A diffraction grating has 2000 lines per centimeter. At what angle will the first-order maximum be for 520-nanometer wavelength green light?
Let’s highlight some of the important information we’ve been given. We’re told that our diffraction grating has 2000 lines per centimeter; we’ll call that 𝐿. We’re also told that the light we’re considering has a wavelength of 520 nanometers; we’ll call that value 𝜆. We want to solve for an angle, we’ll call it 𝜃, where the first-order diffraction maximum appears.
First let’s draw a sketch of a diffraction grating. A diffraction grating is an extension of the double-slit set-up that we’ve seen before, where a diffraction grating may have dozens, hundreds, or thousands of slits. The equation for interference maxima for a diffraction grating is the exact same as for a double-slit experiment.

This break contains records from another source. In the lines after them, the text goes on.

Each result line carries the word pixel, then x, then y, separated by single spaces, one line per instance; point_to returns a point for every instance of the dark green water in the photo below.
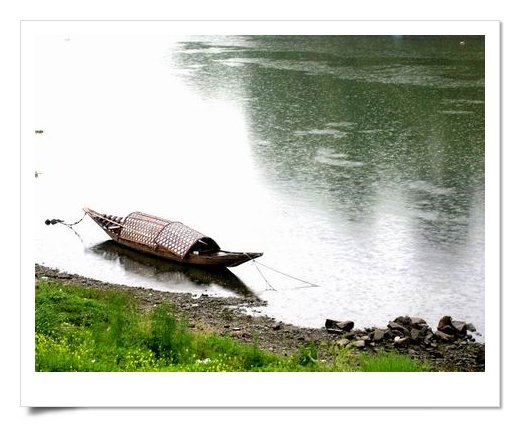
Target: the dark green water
pixel 354 162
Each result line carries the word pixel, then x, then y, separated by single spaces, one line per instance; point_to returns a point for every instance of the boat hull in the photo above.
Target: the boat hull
pixel 213 259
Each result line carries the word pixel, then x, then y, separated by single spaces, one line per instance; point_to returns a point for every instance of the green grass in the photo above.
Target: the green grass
pixel 83 329
pixel 390 362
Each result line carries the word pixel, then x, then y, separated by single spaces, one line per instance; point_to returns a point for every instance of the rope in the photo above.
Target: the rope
pixel 60 221
pixel 256 263
pixel 314 285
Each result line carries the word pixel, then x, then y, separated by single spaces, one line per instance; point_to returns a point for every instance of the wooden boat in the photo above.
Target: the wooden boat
pixel 167 239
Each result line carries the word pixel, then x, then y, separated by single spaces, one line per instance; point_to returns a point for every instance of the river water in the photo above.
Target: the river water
pixel 354 163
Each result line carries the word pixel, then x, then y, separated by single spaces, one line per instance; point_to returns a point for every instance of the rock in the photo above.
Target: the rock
pixel 403 320
pixel 401 342
pixel 417 322
pixel 415 334
pixel 335 331
pixel 460 327
pixel 342 343
pixel 443 336
pixel 379 334
pixel 359 343
pixel 346 325
pixel 398 327
pixel 446 326
pixel 277 326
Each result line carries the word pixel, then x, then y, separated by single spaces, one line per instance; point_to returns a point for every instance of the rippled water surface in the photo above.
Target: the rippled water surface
pixel 355 163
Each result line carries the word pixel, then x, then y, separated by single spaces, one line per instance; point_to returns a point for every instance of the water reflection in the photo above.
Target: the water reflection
pixel 148 267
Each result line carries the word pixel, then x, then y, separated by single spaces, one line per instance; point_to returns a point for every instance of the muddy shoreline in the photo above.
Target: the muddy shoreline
pixel 229 317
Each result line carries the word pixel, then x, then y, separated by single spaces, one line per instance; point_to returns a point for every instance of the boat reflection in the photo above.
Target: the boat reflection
pixel 164 271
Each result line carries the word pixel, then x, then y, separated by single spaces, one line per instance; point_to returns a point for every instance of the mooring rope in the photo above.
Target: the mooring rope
pixel 60 221
pixel 256 263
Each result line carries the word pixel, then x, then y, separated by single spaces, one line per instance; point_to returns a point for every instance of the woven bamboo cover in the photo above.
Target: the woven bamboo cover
pixel 153 231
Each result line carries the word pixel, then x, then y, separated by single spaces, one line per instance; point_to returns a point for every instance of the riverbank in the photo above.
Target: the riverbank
pixel 231 317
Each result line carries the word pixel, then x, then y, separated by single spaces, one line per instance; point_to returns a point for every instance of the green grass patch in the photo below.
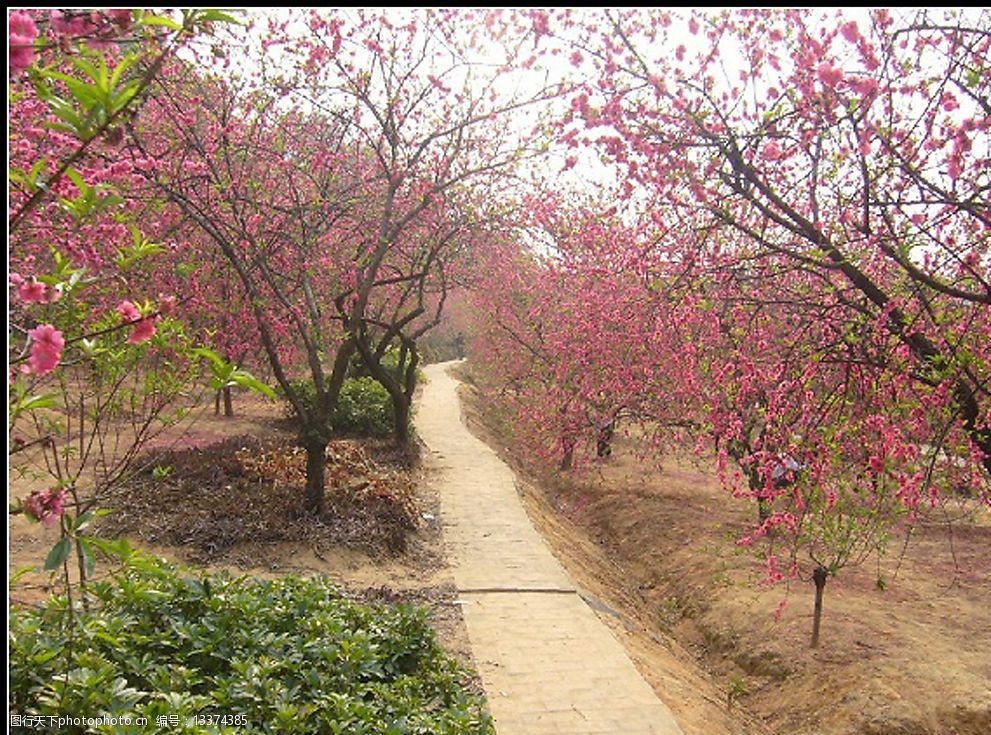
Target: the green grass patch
pixel 286 656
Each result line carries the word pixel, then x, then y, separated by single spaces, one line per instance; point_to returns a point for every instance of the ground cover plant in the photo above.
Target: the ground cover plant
pixel 288 656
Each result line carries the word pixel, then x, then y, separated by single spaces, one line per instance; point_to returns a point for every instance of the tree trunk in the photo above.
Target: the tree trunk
pixel 316 460
pixel 401 411
pixel 819 576
pixel 569 457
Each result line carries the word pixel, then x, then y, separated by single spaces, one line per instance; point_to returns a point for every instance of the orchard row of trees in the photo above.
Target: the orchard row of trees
pixel 796 276
pixel 179 210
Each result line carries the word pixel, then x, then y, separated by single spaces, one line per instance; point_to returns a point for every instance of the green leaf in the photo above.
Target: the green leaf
pixel 88 560
pixel 161 20
pixel 59 553
pixel 18 574
pixel 217 16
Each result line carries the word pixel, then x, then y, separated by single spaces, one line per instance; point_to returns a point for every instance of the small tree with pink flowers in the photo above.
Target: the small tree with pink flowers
pixel 99 365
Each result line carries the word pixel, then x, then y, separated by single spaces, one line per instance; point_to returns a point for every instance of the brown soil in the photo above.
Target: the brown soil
pixel 656 547
pixel 226 494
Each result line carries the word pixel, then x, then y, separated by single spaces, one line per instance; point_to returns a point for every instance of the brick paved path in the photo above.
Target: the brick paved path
pixel 548 664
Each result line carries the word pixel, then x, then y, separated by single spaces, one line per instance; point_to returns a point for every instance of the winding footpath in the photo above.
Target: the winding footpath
pixel 549 666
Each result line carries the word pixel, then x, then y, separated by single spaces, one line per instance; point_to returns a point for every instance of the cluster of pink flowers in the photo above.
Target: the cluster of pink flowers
pixel 21 33
pixel 46 506
pixel 46 349
pixel 143 330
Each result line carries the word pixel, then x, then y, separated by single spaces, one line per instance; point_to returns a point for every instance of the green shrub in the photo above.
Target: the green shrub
pixel 390 361
pixel 307 393
pixel 286 656
pixel 364 407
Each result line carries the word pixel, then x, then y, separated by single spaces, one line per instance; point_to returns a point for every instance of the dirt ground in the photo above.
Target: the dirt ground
pixel 225 495
pixel 656 546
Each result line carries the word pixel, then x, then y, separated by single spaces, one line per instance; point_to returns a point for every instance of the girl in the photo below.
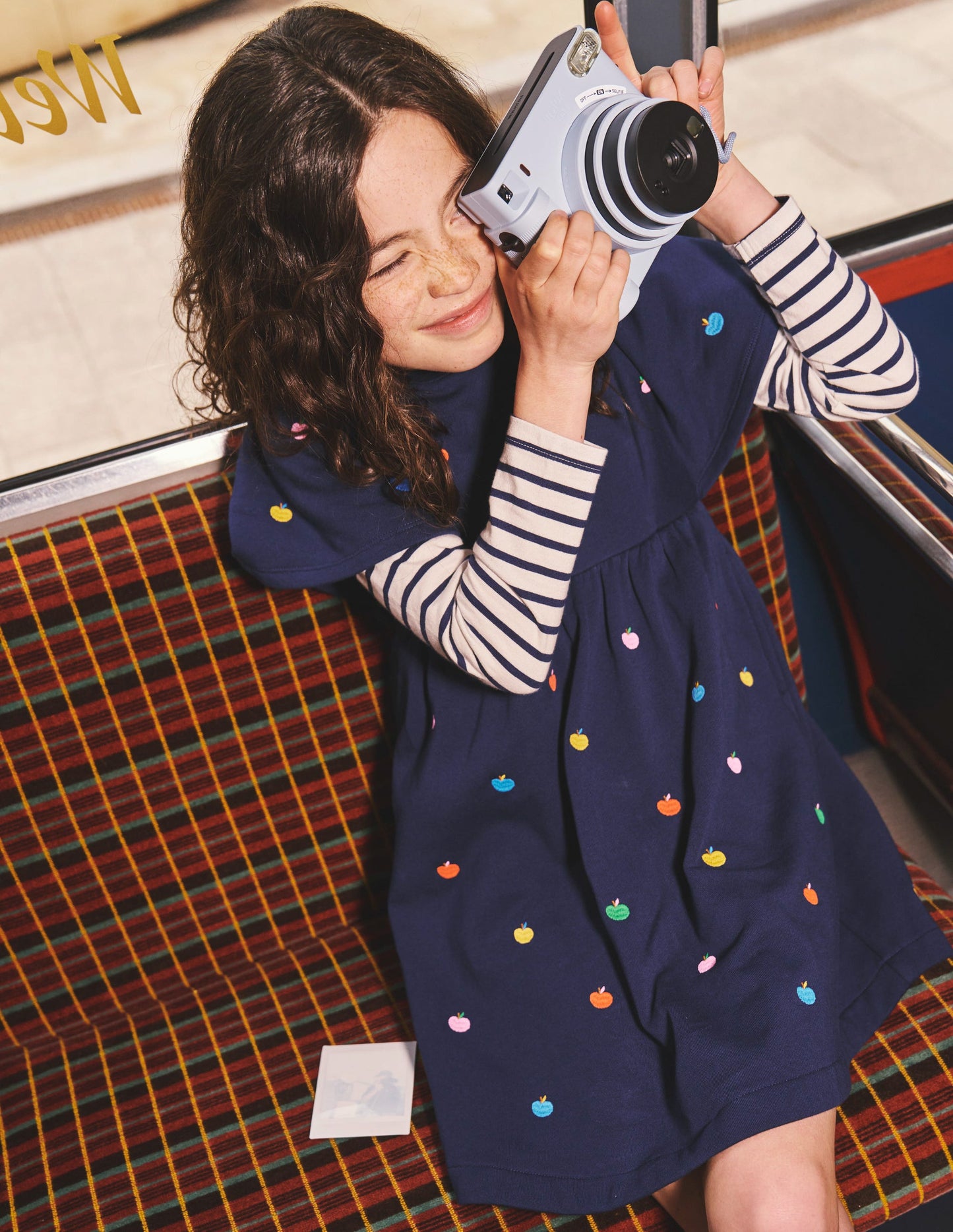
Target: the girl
pixel 644 911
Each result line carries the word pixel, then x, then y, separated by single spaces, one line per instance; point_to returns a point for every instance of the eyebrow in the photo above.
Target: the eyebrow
pixel 451 193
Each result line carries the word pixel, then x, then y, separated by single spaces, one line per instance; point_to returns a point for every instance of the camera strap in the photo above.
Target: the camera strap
pixel 724 152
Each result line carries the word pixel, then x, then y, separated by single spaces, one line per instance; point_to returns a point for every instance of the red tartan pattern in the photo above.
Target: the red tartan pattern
pixel 195 847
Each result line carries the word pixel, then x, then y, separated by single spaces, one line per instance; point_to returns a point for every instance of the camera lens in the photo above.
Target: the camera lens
pixel 671 159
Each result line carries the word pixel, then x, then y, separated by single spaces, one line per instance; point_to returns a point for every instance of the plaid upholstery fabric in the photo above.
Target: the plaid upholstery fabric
pixel 195 846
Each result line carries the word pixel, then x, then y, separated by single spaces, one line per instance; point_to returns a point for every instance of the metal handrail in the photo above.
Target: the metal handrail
pixel 917 452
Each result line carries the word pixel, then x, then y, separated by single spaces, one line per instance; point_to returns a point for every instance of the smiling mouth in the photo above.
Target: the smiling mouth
pixel 464 312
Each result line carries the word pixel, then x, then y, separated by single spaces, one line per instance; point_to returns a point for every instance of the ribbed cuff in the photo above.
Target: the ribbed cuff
pixel 555 443
pixel 771 245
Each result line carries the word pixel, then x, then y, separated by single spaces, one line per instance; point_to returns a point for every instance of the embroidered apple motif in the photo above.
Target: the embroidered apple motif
pixel 713 323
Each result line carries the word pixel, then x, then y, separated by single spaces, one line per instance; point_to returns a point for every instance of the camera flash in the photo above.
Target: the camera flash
pixel 584 52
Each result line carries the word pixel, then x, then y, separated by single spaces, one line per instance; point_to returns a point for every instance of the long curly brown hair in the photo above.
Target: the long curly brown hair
pixel 275 253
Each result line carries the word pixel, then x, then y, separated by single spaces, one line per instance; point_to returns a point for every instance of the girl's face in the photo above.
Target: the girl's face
pixel 430 261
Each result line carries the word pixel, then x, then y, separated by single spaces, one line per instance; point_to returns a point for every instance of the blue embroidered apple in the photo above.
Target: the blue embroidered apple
pixel 713 323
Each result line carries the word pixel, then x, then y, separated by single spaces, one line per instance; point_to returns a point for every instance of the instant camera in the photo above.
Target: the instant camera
pixel 580 136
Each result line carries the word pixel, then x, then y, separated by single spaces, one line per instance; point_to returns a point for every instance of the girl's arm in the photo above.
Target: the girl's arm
pixel 495 609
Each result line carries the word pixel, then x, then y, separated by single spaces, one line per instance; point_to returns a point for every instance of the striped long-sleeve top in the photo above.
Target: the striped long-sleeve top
pixel 495 609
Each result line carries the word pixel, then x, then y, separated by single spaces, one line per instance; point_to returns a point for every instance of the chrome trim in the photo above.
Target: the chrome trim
pixel 100 487
pixel 917 452
pixel 909 526
pixel 910 245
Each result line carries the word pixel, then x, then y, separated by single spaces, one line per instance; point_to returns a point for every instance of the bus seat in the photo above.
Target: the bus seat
pixel 195 850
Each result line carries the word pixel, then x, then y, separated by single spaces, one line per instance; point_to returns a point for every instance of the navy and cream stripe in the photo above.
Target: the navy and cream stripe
pixel 495 610
pixel 838 355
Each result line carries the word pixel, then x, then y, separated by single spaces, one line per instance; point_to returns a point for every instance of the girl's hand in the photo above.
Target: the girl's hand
pixel 564 297
pixel 683 82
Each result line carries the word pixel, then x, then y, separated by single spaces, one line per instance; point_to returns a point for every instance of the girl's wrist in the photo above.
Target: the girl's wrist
pixel 738 206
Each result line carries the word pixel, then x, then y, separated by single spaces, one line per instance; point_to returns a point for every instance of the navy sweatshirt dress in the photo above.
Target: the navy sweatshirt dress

Just like for the double slit set-up, here 𝑑 is the distance between adjacent slits, where that distance is uniform across the grating. That distance multiplied by the sine of 𝜃, where 𝜃 is the angle between the diffracted ray and a horizontal line in this case, is equal to the order number 𝑚 times the wavelength 𝜆. In our case, we’re considering the first-order maximum, so 𝑚 is one.
We want to solve for 𝜃. And when we rearrange this equation, we see that the angle 𝜃 is equal to the arcsine of the wavelength 𝜆 divided by 𝑑. We’re given 𝜆 in the problem statement and can solve for 𝑑 based on 𝐿, the number of lines per centimeter. 2000 lines per centimeter means that one 2000th of a centimeter is equal to 𝑑, the distance between adjacent lines.
In meters, that equals 5.00 times 10 to the negative sixth. Now that we know both 𝜆 and 𝑑, we can plug in those values. When we do so, being careful to use units of meters for both values, we find when we calculate this arcsine that 𝜃 equals 5.97 degrees. That’s the angle of the first- order maximum for this diffraction grating.